Giu 28

Nevs non potrà utilizzare il marchio Saab

Una foto del marchio Saab (Photo Credit: Saab Automobile Ab)

Per ora…

Il blog internazionale Saabs United ritorna a puntare l’attenzione sul marchio Saab e sull’utilizzo del suo logo. Come molti dei nostri lettori sapranno i diritti di utilizzo di tale marchio devono essere approvati da tutti i co-proprietari di tale logo: Saab Group Ab, Scania Ab ed ovviamente Saab Automobile Ab. La proprietà del marchio è divisa per queste tre società, ma l’utilizzo del logo e del marchio Saab e del suo Grifone è permesso solo se tutte le società condividono i Business Plan dei co-proprietari.
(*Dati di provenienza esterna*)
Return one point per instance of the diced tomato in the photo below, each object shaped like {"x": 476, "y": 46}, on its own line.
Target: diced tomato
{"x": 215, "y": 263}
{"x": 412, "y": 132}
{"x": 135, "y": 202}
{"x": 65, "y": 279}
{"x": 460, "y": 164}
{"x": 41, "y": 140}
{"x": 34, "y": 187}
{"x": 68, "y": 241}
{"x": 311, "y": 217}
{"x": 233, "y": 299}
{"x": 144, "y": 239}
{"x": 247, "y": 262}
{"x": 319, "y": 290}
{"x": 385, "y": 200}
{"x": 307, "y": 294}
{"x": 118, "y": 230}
I danni di immagine al marchio registrati fino ad oggi sono davvero pesanti e questa particolare attenzione da parte di Saab Goup Ab e di Scania Ab sono più che condivisibili, ma il futuro di questo marchio potrebbe decretare il nuovo inizio o la fine per Saab Automobile Ab. Secondo quanto segnalato proprio oggi dal blog internazionale i meeting tenuti tra i tre co-proprietari non sembrano essersi conclusi positivamente e secondo alcune fonti di Saabs United, Saab Group Ab non concederà i diritti di utilizzo del marchio Saab al consorzio elettrico Nevs. Il nuovo proprietario della casa automobilistica di Trollhättan National Electric Vehicle Sweden Nevs non sembra deciso ad intraprendere ulteriori azioni in questa vicenda, ma sembra interessato soprattutto allo sviluppo di tecnologie come mission principale. In questi anni gli obbiettivi di Nevs saranno diversi, non solo concentrati sullo sviluppo e sulla produzione di vetture elettriche (previste per la fine del 2013), ma su varie mission legate a diversi settori. Non conosciamo ancora chiaramente quali saranno i veri obbiettivi di Nevs, ma se il nuovo proprietario non potrà utilizzare il marchio Saab nei prossimi anni non possiamo che essere preoccupati per il prossimo futuro, fino alla fine del 2013 non è ufficialmente prevista una nuova vettura e per allora è pur vero che gli accordi con Saab Group Ab potrebbero essere nuovamente siglati, ma il grande pubblico ed i consumatori come potranno accettare la ricomparsa di questo marchio sul mercato?